Bohr's model brilliantly explained the origin of line spectra.

• Emission Lines: When an electron in an excited state ($n_i$) jumps down to a lower energy state ($n_f$), it emits a photon with a specific frequency determined by the energy difference: $h\nu = E_{n_i} - E_{n_f}$. Since only certain energy levels are allowed, only specific frequencies of light can be emitted, creating a line spectrum.
• Absorption Lines: An atom in a lower energy state can absorb a photon, but only if that photon has the exact energy needed to lift the electron to one of the allowed higher energy levels. When white light (containing all frequencies) passes through a gas, the atoms absorb photons of these specific frequencies, creating dark lines in the spectrum.

De Broglie's Explanation of Bohr's Second Postulate of Quantisation

Bohr's second postulate—that angular momentum must be quantised—was a brilliant but arbitrary rule. Why should it be so? In 1923, Louis de Broglie provided a beautiful explanation.

De Broglie proposed that particles, including electrons, have a wave-like nature. He reasoned that for an electron's orbit to be stable, its associated wave must form a standing wave.

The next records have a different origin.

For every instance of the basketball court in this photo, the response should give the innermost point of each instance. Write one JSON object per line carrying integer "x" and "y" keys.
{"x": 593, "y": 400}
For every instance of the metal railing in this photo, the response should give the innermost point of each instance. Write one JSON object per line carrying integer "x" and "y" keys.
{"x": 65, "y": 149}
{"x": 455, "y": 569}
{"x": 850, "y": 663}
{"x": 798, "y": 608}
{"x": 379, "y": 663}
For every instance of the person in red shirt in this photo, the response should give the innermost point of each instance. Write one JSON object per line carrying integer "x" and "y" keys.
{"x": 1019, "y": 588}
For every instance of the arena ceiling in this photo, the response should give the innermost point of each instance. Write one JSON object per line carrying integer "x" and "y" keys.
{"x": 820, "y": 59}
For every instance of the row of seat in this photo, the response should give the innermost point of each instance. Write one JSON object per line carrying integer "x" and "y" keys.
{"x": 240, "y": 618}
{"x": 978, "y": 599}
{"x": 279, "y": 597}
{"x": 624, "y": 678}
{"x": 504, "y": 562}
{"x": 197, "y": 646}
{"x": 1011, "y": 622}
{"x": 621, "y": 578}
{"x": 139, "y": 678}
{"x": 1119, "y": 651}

• A standing wave is a wave that does not travel but oscillates in place. For a standing wave to form in a circular path, the circumference of the circle must be an integral multiple of the wavelength.
• Therefore, for the nth orbit: $2\pi r_n = n\lambda$ where $\lambda$ is the de Broglie wavelength of the electron.

The de Broglie wavelength is given by $\lambda = h/p$, where $p=mv$ is the momentum of the electron. Substituting this into the standing wave condition: $2\pi r_n = n \left(\frac{h}{mv_n}\right)$

Rearranging this equation gives: $mv_n r_n = \frac{nh}{2\pi}$

This is precisely Bohr's second postulate! De Broglie's hypothesis showed that the quantisation of angular momentum is a direct consequence of the wave nature of the electron. Only those orbits that can accommodate a whole number of electron wavelengths are stable.

Limitations of the Bohr Model

Despite its successes, Bohr's model was not the final picture of the atom. It had several limitations:

1. Applicable only to Hydrogenic Atoms: The model works perfectly for atoms with only one electron (like H, He$^{+}$, Li$^{2+}$) but fails for atoms with more than one electron because it doesn't account for the repulsive forces between electrons.
2. Cannot Explain Spectral Line Intensities: The model correctly predicts the frequencies of spectral lines but cannot explain why some lines are brighter (more intense) than others.
3. Inconsistent with Quantum Mechanics: It combines classical ideas (defined orbits) with quantum postulates, which is not fully consistent. Later developments in quantum mechanics replaced the idea of fixed orbits with probability clouds (orbitals).